Bleib dabei im "Alarmbereich" bewusst ruhig, gelassen und im eigenen Ton (Kapitel 2) — Nachgeben aus Unsicherheit untergräbt die eigene Argumentation.
10 Abschlusstechniken
Kaufsignale erkennen
Vier von fünf Verkäufer:innen achten laut Training nicht bewusst auf Kaufsignale.

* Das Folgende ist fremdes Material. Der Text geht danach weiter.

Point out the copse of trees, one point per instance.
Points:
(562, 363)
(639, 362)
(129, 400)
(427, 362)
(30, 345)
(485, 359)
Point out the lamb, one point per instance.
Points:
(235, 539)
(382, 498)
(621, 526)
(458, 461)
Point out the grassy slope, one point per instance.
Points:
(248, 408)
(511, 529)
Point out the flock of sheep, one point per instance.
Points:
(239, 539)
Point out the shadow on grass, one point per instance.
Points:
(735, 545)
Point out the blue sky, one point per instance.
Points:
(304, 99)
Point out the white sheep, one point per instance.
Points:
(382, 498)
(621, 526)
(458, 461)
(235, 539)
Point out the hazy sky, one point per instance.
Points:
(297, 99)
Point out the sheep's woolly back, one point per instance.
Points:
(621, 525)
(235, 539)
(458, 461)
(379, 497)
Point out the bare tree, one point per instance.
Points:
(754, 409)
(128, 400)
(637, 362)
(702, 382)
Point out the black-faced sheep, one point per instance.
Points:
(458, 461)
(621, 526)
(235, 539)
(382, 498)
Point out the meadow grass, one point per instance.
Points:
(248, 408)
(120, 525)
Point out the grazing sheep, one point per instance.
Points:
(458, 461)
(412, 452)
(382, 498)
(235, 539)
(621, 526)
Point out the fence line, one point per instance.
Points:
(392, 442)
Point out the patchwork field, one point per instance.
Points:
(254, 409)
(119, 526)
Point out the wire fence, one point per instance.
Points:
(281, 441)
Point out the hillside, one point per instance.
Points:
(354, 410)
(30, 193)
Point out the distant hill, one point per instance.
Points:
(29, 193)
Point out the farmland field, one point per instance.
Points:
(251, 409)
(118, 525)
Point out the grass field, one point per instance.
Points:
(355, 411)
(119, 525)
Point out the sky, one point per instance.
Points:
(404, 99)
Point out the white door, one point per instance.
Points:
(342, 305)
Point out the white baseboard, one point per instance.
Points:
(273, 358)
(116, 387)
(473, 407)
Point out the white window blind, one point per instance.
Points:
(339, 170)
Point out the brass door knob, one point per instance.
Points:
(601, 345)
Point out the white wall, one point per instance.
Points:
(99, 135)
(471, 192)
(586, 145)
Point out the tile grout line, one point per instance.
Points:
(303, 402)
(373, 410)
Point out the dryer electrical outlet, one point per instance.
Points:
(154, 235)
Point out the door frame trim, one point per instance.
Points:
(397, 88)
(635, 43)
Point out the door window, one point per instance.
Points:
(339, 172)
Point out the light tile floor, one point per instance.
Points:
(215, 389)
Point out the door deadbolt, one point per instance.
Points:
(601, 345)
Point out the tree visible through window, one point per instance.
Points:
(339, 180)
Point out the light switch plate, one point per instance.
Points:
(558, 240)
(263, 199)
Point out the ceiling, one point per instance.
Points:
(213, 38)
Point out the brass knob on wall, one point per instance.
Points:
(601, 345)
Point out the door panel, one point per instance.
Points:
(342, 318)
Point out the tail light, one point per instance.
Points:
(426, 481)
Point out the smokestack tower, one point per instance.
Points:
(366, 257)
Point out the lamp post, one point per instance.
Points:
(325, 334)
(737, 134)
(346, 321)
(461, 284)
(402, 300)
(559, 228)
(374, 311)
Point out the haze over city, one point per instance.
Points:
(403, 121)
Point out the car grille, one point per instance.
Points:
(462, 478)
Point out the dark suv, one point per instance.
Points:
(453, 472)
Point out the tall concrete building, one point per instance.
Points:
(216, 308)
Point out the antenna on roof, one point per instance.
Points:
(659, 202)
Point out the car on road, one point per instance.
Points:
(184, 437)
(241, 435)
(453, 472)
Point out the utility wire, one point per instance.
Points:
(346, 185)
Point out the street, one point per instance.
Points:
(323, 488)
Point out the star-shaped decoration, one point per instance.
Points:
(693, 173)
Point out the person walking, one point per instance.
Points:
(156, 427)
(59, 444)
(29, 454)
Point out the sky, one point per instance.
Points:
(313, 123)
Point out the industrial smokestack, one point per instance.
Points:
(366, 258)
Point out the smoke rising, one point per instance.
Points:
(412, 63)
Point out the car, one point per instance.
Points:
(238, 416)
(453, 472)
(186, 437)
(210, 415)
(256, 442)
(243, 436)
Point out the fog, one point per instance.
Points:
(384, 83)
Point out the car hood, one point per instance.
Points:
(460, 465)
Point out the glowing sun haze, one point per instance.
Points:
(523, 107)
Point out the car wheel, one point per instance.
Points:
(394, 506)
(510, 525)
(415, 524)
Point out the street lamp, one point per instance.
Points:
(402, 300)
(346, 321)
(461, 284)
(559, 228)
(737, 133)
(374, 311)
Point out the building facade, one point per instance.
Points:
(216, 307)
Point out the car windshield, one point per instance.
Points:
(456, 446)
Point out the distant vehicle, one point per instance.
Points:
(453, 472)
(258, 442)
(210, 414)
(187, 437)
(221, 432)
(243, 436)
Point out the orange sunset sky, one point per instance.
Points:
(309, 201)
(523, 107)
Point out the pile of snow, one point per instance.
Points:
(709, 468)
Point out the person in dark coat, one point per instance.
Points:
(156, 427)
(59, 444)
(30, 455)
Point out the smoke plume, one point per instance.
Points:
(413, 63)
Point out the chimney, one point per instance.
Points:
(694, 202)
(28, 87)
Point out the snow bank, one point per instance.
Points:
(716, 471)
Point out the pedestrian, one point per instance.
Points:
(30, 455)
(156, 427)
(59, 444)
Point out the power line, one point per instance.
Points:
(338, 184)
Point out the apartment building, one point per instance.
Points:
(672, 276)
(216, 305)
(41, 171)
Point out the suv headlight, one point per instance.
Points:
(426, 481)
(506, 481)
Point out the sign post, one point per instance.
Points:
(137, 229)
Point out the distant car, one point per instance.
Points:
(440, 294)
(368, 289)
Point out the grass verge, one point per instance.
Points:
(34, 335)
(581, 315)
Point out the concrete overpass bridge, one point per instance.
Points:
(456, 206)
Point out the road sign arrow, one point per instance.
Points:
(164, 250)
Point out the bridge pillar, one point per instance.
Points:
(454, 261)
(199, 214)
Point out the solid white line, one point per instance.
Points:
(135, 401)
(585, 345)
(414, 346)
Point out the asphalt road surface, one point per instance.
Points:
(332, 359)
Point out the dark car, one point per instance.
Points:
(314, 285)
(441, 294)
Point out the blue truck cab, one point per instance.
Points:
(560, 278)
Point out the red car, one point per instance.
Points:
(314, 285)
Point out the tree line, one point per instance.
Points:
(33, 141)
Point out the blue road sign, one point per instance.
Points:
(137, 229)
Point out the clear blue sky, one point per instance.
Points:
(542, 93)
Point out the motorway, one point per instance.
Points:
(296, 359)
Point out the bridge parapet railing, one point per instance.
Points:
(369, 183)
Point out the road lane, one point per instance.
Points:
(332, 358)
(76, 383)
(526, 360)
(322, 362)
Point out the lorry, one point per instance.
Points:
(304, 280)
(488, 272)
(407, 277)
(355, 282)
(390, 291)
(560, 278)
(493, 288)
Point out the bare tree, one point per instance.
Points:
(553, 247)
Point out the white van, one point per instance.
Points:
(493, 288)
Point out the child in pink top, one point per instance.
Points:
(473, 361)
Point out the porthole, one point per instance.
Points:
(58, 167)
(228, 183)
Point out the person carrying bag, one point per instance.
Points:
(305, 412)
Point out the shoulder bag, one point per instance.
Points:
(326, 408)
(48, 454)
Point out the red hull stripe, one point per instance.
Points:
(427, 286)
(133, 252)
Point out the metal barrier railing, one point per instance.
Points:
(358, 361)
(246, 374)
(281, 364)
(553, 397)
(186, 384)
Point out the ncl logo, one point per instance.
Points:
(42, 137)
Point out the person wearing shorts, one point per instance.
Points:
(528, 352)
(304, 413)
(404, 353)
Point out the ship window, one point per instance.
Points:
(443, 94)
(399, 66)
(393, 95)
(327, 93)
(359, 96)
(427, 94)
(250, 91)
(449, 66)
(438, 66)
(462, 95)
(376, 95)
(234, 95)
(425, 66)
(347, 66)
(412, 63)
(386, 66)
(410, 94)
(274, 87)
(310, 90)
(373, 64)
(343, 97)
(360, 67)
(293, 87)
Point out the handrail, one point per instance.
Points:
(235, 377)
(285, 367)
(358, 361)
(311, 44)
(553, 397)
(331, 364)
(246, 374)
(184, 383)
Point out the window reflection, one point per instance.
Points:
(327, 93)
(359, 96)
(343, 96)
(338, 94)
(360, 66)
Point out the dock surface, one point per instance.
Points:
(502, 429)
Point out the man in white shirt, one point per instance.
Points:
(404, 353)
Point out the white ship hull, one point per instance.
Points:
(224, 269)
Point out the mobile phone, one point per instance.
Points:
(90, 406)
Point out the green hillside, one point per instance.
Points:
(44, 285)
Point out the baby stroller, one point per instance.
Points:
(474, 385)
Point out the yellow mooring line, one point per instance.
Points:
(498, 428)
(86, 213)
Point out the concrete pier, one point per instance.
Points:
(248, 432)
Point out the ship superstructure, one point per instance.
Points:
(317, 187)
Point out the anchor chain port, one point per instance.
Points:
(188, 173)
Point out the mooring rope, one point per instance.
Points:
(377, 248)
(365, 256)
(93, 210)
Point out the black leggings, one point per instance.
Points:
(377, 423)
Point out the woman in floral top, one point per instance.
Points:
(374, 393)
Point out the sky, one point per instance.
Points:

Fragen, Bemerkungen und Körpersprache zeigen, wie kaufbereit die Kundschaft ist:
| Signal | Bedeutung | Beispiele |
|---|---|---|
| Rot | Warnlampe, ablehnend | "Wieso soll ich mich auf diese Konditionen einlassen?" · eng verschränkte Arme |
| Blau | neutral, weder Zu- noch Ablehnung | "Hmmm, davon weiss ich nichts" · Kopf auf Hand gestützt |
| Grün | freie Fahrt, positiv gestimmt | "Diesen Betrag können wir investieren" · lebhafter Gesichtsausdruck, Körper nach vorne gebeugt |
Direkter vs. indirekter Abschluss
| Direkter Abschluss | Indirekter Abschluss | |
|---|---|---|
| Technik | Geschlossene Frage — "Darf ich den Auftrag so bestätigen?" | Ja-Sammeln — mehrere kleine Zustimmungen vor dem eigentlichen Abschluss |
| Regel | Funktioniert praktisch immer, wenn genug Grün-Signale da sind | Am Schluss von jedem Gespräch anwenden — auch wenn (noch) kein Auftrag zustande kommt |
| Wann zwingend | Nach der Preisverhandlung, im Nachfassgespräch | Immer, als Gesprächsabschluss |
11 Praxis-Checkliste
- Vor dem Gespräch: SMART-Ziel setzen, Eröffnung aus einem der 4 Bereiche vorbereiten (Kapitel 4), Kundensituation recherchieren.
- Eröffnung: anders als alle anderen (AAAA), Freundlichkeit zeigen, der Kundschaft Raum zur Gesprächseröffnung lassen.
- Analyse: öffnende Fragen stellen, Positives aufgreifen und vertiefen, Negatives liegen lassen, aussprechen lassen.
- Argumentation: Kissen legen (Problem), Leistungsdetail nennen (Lösung), Übergangsbrücke zum Nutzen schlagen — passend zum erfragten Motiv (Kapitel 6).
- Bei Preisdruck: Ruhe bewahren, mit Fachkompetenz statt mit Rabatt argumentieren.
- Abschluss: auf Kaufsignale achten (Ampel), bei Grün direkt abschliessen, sonst indirekt mit Ja-Sammeln sauber ausklingen lassen.
- Nach dem Gespräch: Nachfassgespräch terminieren, Zusagen einhalten — die Basis für die Weiterempfehlung.